Je vou­drais com­men­cer par remer­cier les mem­bres du jury d’être là, et d’avoir bien voulu consa­crer un peu de leur temps à cette sou­te­nance, et pré­sen­ter en quel­ques mots les orien­ta­tions prin­ci­pa­les de mes recher­ches. Depuis ma thèse, mon tra­vail his­to­ri­que s’est orga­nisé autour de trois figu­res prin­ci­pa­les :

  1. autour de Giordano Bruno, avec d’abord la traduction de la Cabale du cheval Pégase, puis avec mon travail de thèse consacré à la dialectique de la cause, du principe et de l’un.
  2. autour de John Toland, avec deux éditions et un mémoire inédit consacré à ses échanges avec Leibniz.
  3. autour de Juda Abravanel et de ses Dialoghi d’amore, avec l’édition entreprise avec Saverio Ansaldi de la traduction française de Pontus de Tyard.

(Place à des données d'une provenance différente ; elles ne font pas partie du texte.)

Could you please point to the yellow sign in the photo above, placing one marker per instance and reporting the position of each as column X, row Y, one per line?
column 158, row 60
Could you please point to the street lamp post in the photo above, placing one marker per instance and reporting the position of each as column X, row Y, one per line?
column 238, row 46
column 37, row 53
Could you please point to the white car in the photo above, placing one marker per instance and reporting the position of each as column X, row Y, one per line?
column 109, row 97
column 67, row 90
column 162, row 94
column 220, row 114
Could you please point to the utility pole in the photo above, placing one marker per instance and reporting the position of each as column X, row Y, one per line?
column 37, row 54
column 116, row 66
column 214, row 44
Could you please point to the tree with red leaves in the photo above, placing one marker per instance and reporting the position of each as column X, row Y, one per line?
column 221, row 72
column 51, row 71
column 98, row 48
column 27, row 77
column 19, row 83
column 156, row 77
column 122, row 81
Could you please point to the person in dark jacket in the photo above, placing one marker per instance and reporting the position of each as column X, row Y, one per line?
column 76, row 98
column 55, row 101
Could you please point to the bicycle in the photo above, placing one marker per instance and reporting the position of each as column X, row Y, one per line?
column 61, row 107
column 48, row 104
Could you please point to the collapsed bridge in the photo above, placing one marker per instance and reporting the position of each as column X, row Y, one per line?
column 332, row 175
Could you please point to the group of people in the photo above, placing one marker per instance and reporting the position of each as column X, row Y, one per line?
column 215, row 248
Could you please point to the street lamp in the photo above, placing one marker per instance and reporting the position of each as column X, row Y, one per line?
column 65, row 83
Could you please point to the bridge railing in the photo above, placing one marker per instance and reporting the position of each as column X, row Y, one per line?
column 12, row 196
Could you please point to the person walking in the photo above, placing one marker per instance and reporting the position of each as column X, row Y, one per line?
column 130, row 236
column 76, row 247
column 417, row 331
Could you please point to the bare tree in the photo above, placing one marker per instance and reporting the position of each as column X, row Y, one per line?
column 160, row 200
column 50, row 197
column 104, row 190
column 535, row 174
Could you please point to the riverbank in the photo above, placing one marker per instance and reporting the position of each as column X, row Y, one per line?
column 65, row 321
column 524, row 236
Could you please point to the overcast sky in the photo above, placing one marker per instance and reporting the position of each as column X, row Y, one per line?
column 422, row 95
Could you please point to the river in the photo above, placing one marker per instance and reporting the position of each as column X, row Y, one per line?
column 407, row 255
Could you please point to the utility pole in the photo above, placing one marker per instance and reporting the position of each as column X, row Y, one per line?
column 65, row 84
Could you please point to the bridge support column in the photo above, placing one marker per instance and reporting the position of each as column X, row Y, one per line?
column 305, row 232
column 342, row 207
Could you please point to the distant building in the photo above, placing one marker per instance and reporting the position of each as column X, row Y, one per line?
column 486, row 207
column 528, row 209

Chacun de ces sujets d’étude a été aussi l’occa­sion de cir­cu­ler un peu au voi­si­nage des textes qui m’ont servi de points d’atta­che, ou de postes d’obser­va­tion. D’abord par curio­sité, mais, aussi, à la réflexion, pour des rai­sons métho­do­lo­gi­ques.

Concernant Bruno, plutôt que de céder à la fas­ci­na­tion de l’infini, j’ai pré­féré me consa­crer à l’isa­gogé de cette phi­lo­so­phie qui pro­pose de penser l’être et la nature indé­pen­dam­ment de la figure de l’ordre ou du monde. Mon enquête, en cela, s’étayait sur Bruno comme sur un témoin exem­plaire de son temps : elle regar­dait plus lar­ge­ment ce moment de confu­sion et de crise qu’on appelle la Renaissance, et visait à res­ti­tuer à ce temps les coor­don­nées méta­phy­si­ques d’une expé­rience que je tâchais d’appré­hen­der dans sa spé­ci­fi­cité. D’où un livre inten­tion­nel­le­ment désé­qui­li­bré consa­cré pour une part impor­tante à d’autres auteurs : prin­ci­pa­le­ment aux deux Pic, à Ficin, et à Pomponazzi. La thèse en était simple : l’être n’est pas un pro­blème, et ne tire sa consis­tance et sa puis­sance que de sa conver­ti­bi­lité avec l’un. En d’autres termes : la logi­que de l’être n’a rien à nous appren­dre. J’ai passé près de cinq ans à explo­rer ce cadre vide.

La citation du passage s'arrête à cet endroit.